Giustizia per Olindo e Rosa: le tracce

La sacrosanta richiesta di revisione del processo a Olindo Romano e Rosa Bazzi, da parte del coraggioso sostituto procuratore generale di Milano, Cuno Tarfusser, se andata a buon fine rischia di portare un colpo quasi mortale a ciò che viene definito come il processo indiziario. E proprio per la rilevanza anche simbolica della questione, abbiamo deciso di ripercorrere passo passo le enormi incongruenze che sostengono il surreale impianto accusatorio che ha spedito all’ergastolo i due molto presunti stragisti. Oggi parliamo di tracce. O meglio: della totale mancanza di tracce, a parte la contestatissima goccia di sangue rinvenuta sul battitacco dell’auto di Olindo – della quale ci occuperemo in seguito – dei due coniugi nel luogo della mattanza e dell’assenza di reperti legati al delitto all’interno della loro abitazione. Ma procediamo con ordine. Come è noto, la strage di Erba si consumò intorno alle 20 dell’11 dicembre del 2006. La sera stessa i Carabinieri della locale stazione, comandati dal luogotenente Luciano Gallorini, perquisiscono l’abitazione di Olindo e Rosa senza rinvenire nulla che li potesse collegare al delitto, sebbene avessero anche provveduto a controllare il contenuto della lavatrice ancora non azionata.

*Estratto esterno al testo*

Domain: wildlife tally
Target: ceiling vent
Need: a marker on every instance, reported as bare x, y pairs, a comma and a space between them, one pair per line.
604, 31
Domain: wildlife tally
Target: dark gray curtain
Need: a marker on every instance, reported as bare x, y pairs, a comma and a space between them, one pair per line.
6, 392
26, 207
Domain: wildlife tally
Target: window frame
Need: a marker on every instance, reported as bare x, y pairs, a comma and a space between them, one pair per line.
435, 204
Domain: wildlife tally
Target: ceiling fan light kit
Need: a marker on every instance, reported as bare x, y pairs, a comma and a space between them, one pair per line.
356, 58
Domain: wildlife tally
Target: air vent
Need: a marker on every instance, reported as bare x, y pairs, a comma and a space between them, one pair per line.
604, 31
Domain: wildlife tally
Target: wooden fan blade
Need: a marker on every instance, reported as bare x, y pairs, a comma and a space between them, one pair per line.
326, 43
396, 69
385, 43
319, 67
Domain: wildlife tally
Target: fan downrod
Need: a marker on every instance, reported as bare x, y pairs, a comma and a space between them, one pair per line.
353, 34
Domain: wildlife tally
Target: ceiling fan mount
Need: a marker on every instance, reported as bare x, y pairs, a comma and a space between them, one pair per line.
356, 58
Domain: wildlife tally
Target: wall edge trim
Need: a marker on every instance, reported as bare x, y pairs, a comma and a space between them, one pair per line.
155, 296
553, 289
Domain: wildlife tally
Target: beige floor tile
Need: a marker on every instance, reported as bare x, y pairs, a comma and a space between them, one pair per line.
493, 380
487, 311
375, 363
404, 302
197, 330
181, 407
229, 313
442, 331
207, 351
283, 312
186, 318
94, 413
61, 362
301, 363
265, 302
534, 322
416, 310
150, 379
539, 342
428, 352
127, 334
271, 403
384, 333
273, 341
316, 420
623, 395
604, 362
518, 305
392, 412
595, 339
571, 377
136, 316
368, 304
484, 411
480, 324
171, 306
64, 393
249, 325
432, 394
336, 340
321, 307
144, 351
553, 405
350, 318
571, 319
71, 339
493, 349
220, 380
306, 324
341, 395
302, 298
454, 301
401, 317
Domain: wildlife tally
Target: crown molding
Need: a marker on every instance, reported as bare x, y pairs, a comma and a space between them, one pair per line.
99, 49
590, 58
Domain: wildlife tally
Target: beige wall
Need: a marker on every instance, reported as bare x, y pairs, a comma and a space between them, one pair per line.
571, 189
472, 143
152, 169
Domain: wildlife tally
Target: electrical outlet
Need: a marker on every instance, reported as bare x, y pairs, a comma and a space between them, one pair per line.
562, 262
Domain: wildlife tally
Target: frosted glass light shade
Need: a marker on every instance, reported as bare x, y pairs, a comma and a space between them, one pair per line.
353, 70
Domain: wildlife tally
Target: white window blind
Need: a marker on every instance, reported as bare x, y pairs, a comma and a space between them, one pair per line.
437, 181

Successivamente ci furono tre sopralluoghi del Ris di Parma, all’epoca diretti dal generale Luciano Garofano, nei quali l’esito fu del tutto negativo. Lo ricorda ancora oggi lo stesso Garofano in una recente intervista: “Effettuammo tre sopralluoghi in quell’area e non trovammo tracce biologiche delle quattro vittime nelle pertinenze di Romano e della Bazzi, ovvero nell’appartamento e nel camper. E questo lo posso tranquillamente confermare”. Tuttavia, appare singolare che, di fronte a un fatto così eclatante, lo stesso generale in pensione oggi sostenga di non credere affatto alla possibilità di una revisione del processo in questione.

Ora, analogamente a ciò che avvenne in altro clamoroso caso giudiziario finito sotto i riflettori dei media, il delitto di Meredith Kercher, avvenuto a Perugia circa un anno dopo, in cui nella stanza del delitto non c’era alcuna traccia di Amanda Knox e Raffaele Sollecito, qualunque persona dotata di un minimo di buon senso dovrebbe porsi la seguente domanda: ma è possibile che dopo una simile mattanza, in cui il sangue delle povere vittime aveva cambiato il colore delle stanze, i due assassini siano riusciti a occultare alla velocità della luce ogni cosa che, tanto nel luogo del delitto che nella loro casa – dove i Ris smontarono anche i tubi di scarico senza trovare nulla – li potesse collegare all’efferato crimine? In sostanza, questa fondamentale, assoluta mancanza di tracce biologiche in un mondo normale dovrebbe essere più che sufficiente a instillare in chi è chiamato a giudicare quel tanto decantato ragionevole dubbio. Ragionevole dubbio che, tuttavia ahinoi, in molti, troppi processi spettacolarizzati dalla stampa e dalle tivù rappresenta una vera e propria chimera. D’altro canto esso, il ragionevole dubbio, costituisce uno degli elementi fondamentale che differenzia un modello di giustizia basato sul garantismo rispetto a una visione sommaria e forcaiola che ancora attrae molte persone in questo disgraziato Paese.